To systematically address scalability and searchability in scientific data sharing, we have built a versatile data exchange platform and address challenges at multiple levels. The diagram below shows the overall design architecture. Let us walk you through our platform architecture from the bottom-level to the top-level step-by-step.
At the lowest level (data serialization), the foundation of the NeuroJSON platform is solidly seated in the JSON format - an internationally standardized, portable, ubiquitous and human-readable format that can be used in any programming language and understood by any user, now and future. It is JSON's universal presence and future-proof human-readability that had won our bet to carry valuable scientific data resources, including both raw data and metadata, for generations to come. The vast ecosystem of tools, including numerous free JSON parsers, standards such as JSON Path, JSON reference, JSON schema, JSON-LD, many NoSQL databases and much more, are readily at our disposal once our data are JSON-compliant.

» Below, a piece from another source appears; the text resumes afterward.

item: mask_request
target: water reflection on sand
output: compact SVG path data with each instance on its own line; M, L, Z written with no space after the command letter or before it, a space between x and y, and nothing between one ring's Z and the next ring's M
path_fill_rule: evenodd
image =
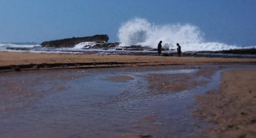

We also recognize that there is a need for efficiency. For that purpose, we supplement JSON with an interchangeable binary JSON interface, Binary JData or BJData format for applications where high IO speed and smaller disk space is desired. This is a new format derived from a widely-used binary JSON format called Universal Binary JSON (UBJSON). Compared to other more sophisticated binary JSON variants such as MessagePack, CBOR, BSON etc, UBJSON's KISS (keep it simple and stupid) design philosophy has the closest mirror to the core spirit of JSON. We made some key modifications to UBJSON to specially optimize it towards carrying scientific/neuroimaging data, including native support for N-D strongly-typed arrays. In the past years, our C++ BJData parsers has been included in JSON for Modern C++, a highly popular C++ JSON library that has received over 4 millions of downloads. Our BJData format support were also included in Python, MATLAB/Octave, JavaScript and C. JSON and binary JSON can be losslessly converted from one to the other.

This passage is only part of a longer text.